I bought some used track, piers, and transformer several months ago and the person I purchased from found a non-functioning Lifelike FA2 that he threw into the lot. The steps on one side were broken off but were still in the case so should be repairable with some superglue. The loco housing came off really easily and I found the headlight was detached in addition to the wires from the trucks to the motor. Not quite sure how everything got detached but after I did some research, found out how to rewire everything. I'd like to try and resolder the wiring and see if I can get it to function again. I figure it's a free loco if I can get it working again, if motor is dead then I'll use it as a dummy loco or something. When I was fiddling with the wires, I found the insulation was really stiff, difficult to strip and turned white when I bent them. I figure it would be best to replace the wire rather than use the original ones. My question is...what is the best guage to use as replacement?

Thanks,

Kevin


----------



## NIMT (Jan 6, 2011)

18 to 22 gauge fine stranded wire will work great!


----------



## Xnats (Dec 5, 2010)

Just because this is N Scale I,m going to say #28 awg is a better all around size. Sean has way more experience them me, but the 18 gauge just seems huge. That would be a tough solder onto a DCC circuit board, for future use/ upgrades. A good free source of #28 wire is from an old ribbon ide cable from a computer.


----------



## NIMT (Jan 6, 2011)

You know what Stan is exacty right... I was in HO mode...hwell:
N #24 to #28 awg would be a lot better.
It needs to be the soft jacketed fine stranded wire for flexability.


----------



## makarick123 (Jun 18, 2011)

*great answer*

:thumbsup:


NIMT said:


> You know what Stan is exacty right... I was in HO mode...hwell:
> N #24 to #28 awg would be a lot better.
> It needs to be the soft jacketed fine stranded wire for flexability.

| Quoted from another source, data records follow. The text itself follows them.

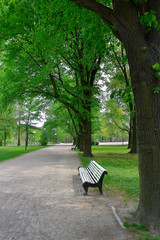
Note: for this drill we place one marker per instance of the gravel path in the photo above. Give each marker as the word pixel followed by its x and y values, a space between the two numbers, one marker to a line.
pixel 41 198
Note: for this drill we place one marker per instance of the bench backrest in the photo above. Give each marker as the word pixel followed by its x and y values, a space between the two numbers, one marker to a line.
pixel 96 171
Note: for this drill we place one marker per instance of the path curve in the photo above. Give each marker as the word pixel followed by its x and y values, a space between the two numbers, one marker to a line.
pixel 41 198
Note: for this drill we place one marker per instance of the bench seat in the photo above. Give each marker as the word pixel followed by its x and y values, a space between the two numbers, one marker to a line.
pixel 92 176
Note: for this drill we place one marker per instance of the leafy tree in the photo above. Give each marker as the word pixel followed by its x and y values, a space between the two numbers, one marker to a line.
pixel 136 24
pixel 117 119
pixel 7 123
pixel 54 56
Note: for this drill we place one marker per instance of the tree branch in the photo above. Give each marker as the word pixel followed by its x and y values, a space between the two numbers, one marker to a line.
pixel 104 12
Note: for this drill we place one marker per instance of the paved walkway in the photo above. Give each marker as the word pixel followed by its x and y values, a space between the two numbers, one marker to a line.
pixel 41 198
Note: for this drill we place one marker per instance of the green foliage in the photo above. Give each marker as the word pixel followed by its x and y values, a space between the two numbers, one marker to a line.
pixel 156 67
pixel 122 169
pixel 43 139
pixel 156 90
pixel 9 152
pixel 149 20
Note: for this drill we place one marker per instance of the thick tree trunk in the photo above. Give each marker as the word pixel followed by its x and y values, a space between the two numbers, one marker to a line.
pixel 147 105
pixel 133 135
pixel 19 135
pixel 148 134
pixel 5 137
pixel 87 152
pixel 142 45
pixel 130 135
pixel 26 142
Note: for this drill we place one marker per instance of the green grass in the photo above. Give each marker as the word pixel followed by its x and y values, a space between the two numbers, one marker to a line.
pixel 9 152
pixel 122 169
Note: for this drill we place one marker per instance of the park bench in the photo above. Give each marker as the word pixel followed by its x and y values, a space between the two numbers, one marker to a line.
pixel 92 176
pixel 73 148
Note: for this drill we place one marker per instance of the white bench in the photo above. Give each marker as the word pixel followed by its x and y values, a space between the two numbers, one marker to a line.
pixel 92 176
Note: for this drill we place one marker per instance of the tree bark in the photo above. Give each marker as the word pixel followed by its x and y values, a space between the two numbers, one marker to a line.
pixel 87 148
pixel 5 137
pixel 125 18
pixel 26 142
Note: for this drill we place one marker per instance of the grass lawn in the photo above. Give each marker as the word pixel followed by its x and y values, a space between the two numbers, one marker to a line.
pixel 15 151
pixel 122 169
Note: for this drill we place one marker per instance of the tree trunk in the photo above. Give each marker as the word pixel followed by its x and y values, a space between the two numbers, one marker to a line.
pixel 133 135
pixel 5 137
pixel 143 51
pixel 26 142
pixel 147 105
pixel 19 134
pixel 130 134
pixel 148 133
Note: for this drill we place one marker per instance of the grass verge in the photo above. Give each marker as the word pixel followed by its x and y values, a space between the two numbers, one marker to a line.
pixel 9 152
pixel 122 169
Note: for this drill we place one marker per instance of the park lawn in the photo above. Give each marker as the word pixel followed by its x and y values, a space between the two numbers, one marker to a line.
pixel 9 152
pixel 122 169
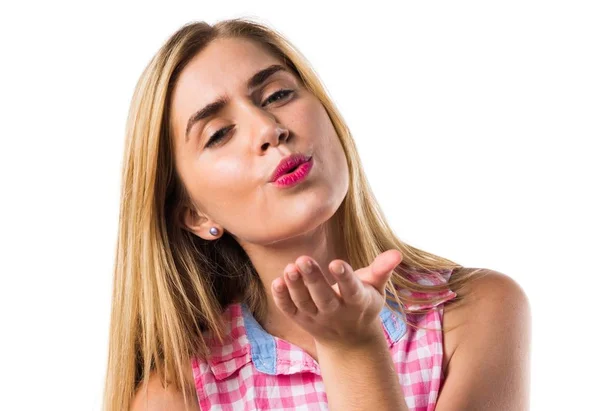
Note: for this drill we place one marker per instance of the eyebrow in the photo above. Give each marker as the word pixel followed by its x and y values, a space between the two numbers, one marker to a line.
pixel 211 109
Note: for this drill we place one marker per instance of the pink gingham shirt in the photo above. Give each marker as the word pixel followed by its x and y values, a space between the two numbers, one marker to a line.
pixel 254 370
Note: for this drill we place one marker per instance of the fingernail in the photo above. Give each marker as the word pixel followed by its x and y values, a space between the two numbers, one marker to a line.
pixel 338 269
pixel 305 266
pixel 293 275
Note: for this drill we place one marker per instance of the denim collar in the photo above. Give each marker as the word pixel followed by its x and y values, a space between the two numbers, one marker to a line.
pixel 263 346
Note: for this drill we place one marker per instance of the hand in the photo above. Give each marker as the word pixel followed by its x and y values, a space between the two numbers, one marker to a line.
pixel 343 314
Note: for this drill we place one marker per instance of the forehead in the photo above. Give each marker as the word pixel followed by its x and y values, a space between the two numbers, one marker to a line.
pixel 222 68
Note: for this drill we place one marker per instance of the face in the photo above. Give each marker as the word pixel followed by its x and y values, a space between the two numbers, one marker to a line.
pixel 228 175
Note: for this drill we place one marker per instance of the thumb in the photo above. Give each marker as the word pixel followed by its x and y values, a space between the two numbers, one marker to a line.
pixel 381 269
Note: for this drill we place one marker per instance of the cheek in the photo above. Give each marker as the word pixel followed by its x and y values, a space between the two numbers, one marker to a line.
pixel 225 188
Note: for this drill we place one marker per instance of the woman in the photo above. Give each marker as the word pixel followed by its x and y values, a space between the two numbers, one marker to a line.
pixel 255 270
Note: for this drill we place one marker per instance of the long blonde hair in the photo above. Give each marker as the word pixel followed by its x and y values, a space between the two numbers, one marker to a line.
pixel 171 286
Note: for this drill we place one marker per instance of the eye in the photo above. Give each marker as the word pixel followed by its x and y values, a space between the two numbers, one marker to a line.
pixel 217 136
pixel 279 93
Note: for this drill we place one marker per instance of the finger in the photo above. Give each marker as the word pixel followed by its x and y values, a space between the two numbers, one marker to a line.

I always cut my wires a little longer than needed , strip both ends but one end strip longer , twist ends neatly and tightly tin the longer stripped end solder this connection to the harder to get to connection then after cool slide the insulation up to the soldered end prepare the other end of the wire cutting to a suitable length, twist, tin and solder.
Another handy thing to have on hand is liquid electrical tape a little dab makes a nice neat job keeps wires from causing shorts too!

Hope my 2 cents worth helps someone out -good luck with the loco.

You can find me on ebay makarick123


----------



## flyvemaskin (Nov 19, 2011)

The llife like FA-2 is a supurb pulling loco, it's heavy weight really helps, and it's well worth the effort to get it going again. Even a new motor would still be worth it. I have a powered A & B and they'll easily pull everything I own, run great also. I'a a big fan of Life Like's newer equipment.


----------